Schimmelprävention, oder:
Was können Sie für ein gesundes Raumklima tun?
Räume gesund und trocken zu halten will gelernt sein. Grundsätzlich sollte man auf eine richtige Lüftung, richtiges Heizen, genügend Luftzirkulation und den Einsatz von diffusionsoffenen Materialien achten. Zur Verringerung der Feuchte im Raum sollte mehrmals täglich ein vollständiger Luftaustausch erfolgen. Dies erfolgt am effektivsten und sparsamsten durch die so genannte Stoßlüftung. Dazu sollten die Fenster für 5 bis 10 Minuten weit geöffnet werden.

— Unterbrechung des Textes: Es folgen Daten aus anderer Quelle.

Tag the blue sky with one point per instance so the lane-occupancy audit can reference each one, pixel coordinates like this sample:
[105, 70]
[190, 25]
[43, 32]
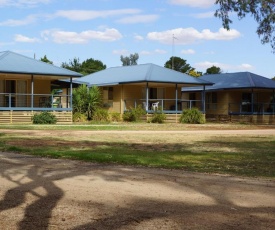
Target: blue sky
[106, 29]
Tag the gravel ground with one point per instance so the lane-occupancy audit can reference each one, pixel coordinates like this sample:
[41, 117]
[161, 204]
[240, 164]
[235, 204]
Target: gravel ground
[41, 193]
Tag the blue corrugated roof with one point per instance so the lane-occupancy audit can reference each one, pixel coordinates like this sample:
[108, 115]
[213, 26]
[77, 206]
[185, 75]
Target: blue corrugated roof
[235, 81]
[11, 62]
[140, 73]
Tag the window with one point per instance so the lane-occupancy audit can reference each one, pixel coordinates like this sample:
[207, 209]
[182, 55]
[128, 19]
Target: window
[10, 86]
[108, 93]
[154, 93]
[108, 96]
[192, 98]
[211, 100]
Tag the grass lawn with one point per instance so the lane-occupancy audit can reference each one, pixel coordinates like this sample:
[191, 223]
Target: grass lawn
[248, 155]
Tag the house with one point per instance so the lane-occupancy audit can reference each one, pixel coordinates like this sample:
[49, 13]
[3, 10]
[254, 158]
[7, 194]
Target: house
[241, 96]
[25, 89]
[147, 85]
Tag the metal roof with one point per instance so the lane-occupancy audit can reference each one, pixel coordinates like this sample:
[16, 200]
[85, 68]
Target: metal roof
[11, 62]
[140, 73]
[239, 80]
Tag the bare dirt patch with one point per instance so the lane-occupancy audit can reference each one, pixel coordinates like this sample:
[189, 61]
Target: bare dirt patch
[42, 193]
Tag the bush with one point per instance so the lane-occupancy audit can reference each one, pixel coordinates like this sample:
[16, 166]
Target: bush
[79, 117]
[101, 115]
[158, 117]
[44, 118]
[192, 116]
[134, 114]
[115, 116]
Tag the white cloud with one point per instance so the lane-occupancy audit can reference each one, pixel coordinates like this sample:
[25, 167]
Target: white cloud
[138, 19]
[189, 51]
[22, 3]
[204, 15]
[245, 67]
[224, 67]
[58, 36]
[138, 38]
[193, 3]
[84, 15]
[121, 52]
[145, 53]
[156, 51]
[190, 35]
[22, 38]
[26, 21]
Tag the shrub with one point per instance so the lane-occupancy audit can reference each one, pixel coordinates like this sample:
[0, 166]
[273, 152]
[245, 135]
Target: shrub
[192, 116]
[134, 114]
[79, 117]
[158, 117]
[86, 100]
[101, 115]
[44, 118]
[115, 116]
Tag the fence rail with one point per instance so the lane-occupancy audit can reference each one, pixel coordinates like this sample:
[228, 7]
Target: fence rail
[39, 102]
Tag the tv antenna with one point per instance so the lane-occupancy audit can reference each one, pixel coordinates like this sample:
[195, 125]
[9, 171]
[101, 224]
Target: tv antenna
[173, 47]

Mit der Raumluft entweicht auch etwas Wärme; die viel größeren Wärmemengen, die in den Wänden und Möbeln gespeichert sind, bleiben allerdings im Raum. Während der Heizperiode müssen die Räume ausreichend und gleichmäßig erwärmt werden, so dass sie nicht auskühlen und genügend Feuchtigkeit von der Raumluft aufgenommen werden kann. Die optimalen Temperaturen für Wohnräume betragen zwischen 19 und 21 °C.

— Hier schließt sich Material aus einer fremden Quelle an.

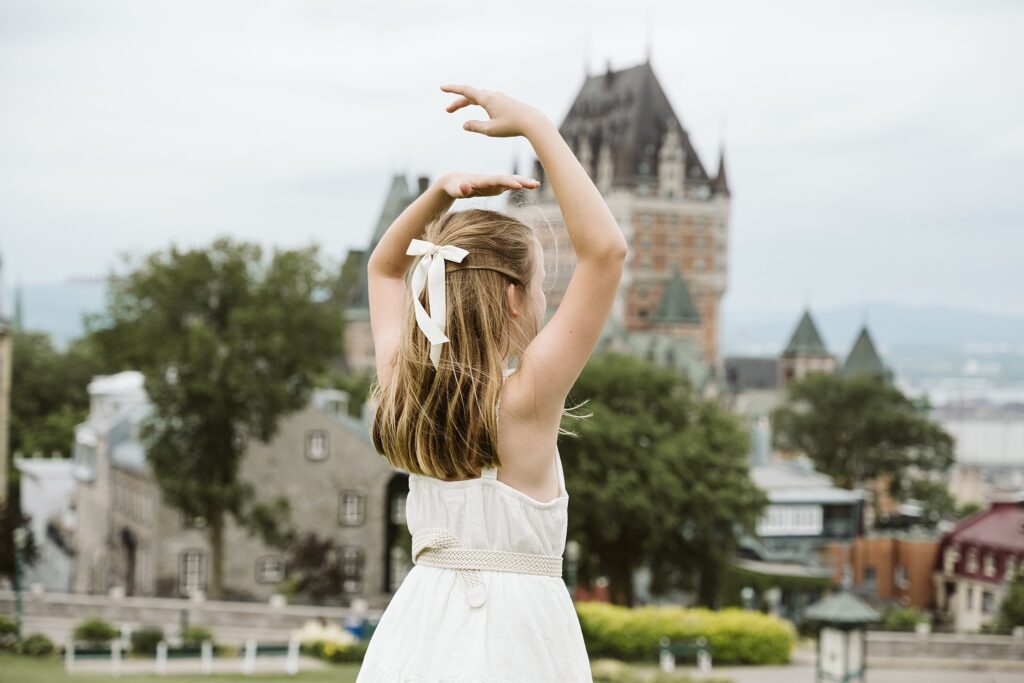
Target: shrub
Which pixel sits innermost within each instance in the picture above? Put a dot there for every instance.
(144, 640)
(8, 634)
(351, 653)
(734, 636)
(95, 632)
(37, 645)
(196, 635)
(902, 619)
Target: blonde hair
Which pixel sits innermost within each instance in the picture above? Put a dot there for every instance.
(443, 423)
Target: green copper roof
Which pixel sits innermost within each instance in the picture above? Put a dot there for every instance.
(864, 357)
(842, 607)
(676, 304)
(398, 197)
(805, 340)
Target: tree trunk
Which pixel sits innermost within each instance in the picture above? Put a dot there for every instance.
(216, 584)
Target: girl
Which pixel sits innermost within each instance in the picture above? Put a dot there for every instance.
(486, 506)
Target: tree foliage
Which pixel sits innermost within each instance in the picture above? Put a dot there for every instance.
(860, 429)
(228, 341)
(657, 477)
(48, 392)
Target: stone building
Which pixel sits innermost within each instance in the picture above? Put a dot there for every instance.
(320, 461)
(673, 212)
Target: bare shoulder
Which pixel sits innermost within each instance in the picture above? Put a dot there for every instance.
(527, 435)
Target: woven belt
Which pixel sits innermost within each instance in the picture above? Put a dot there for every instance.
(437, 547)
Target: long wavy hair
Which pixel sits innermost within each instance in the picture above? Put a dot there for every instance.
(442, 422)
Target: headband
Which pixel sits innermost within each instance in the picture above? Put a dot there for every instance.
(429, 271)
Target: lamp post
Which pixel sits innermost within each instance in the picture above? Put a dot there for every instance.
(572, 556)
(842, 620)
(20, 537)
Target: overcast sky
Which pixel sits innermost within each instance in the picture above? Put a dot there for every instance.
(876, 151)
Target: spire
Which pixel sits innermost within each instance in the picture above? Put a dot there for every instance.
(864, 358)
(721, 184)
(676, 304)
(18, 323)
(805, 340)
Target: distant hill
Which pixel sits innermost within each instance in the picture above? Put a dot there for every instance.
(891, 326)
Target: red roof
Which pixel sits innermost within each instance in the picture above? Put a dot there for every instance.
(999, 526)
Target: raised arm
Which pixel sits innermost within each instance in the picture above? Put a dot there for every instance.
(557, 355)
(387, 265)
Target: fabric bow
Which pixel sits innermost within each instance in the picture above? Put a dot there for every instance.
(429, 271)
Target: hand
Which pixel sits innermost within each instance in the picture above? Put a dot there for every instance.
(464, 185)
(508, 117)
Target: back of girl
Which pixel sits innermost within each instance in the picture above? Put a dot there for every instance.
(456, 297)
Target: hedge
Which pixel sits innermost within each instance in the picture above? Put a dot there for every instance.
(734, 636)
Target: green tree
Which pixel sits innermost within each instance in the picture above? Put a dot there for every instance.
(48, 392)
(657, 477)
(228, 341)
(860, 429)
(1012, 609)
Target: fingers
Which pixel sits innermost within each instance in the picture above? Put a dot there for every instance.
(477, 126)
(465, 90)
(458, 104)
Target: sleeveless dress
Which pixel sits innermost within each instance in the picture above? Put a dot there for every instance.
(526, 631)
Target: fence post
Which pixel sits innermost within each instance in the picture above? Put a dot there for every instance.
(667, 660)
(207, 655)
(249, 658)
(162, 657)
(116, 657)
(292, 663)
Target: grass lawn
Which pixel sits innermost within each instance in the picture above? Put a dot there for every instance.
(50, 670)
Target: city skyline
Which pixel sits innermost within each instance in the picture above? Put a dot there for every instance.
(873, 154)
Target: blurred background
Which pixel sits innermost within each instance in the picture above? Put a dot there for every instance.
(822, 204)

Direkt an den Wänden sollten bei "kalten" Außenwänden, keine Schränke, Möbelstücke oder schwere Gardinen stehen bzw. hängen. Ein Mindestabstand von ca. 10 cm sollte eingehalten werden, um hier die nötige Luftzirkulation zu ermöglichen. Dispersions- und Latexfarben können kaum Feuchtigkeit aufnehmen. Somit verbleibt die gesamte Feuchtigkeit in der Raumluft. Diffusionsoffene Silikatfarben und mineralische Putze hingegen können Wasserdampf aufnehmen und langsam wieder an die Raumluft abgeben. Sie schaffen somit einen zusätzlichen Feuchtepuffer.
Tipps für das Bad:
Duschen und Baden bei geöffnetem Fenster bzw. danach kurzzeitig stoßlüften. Überschüssiges Wasser von Wänden und Boden entfernen. Feuchte Handtücher aus dem Bad entfernen bzw. bei geöffnetem Fenster auf der Heizung trocknen. Fliesen nur im Spritzwasserbereich anbringen, spezielle Beschichtungen mit Mineralputzen und Silikatfarben regulieren den Feuchtehaushalt. Nasse Wäsche im Bad vermeiden.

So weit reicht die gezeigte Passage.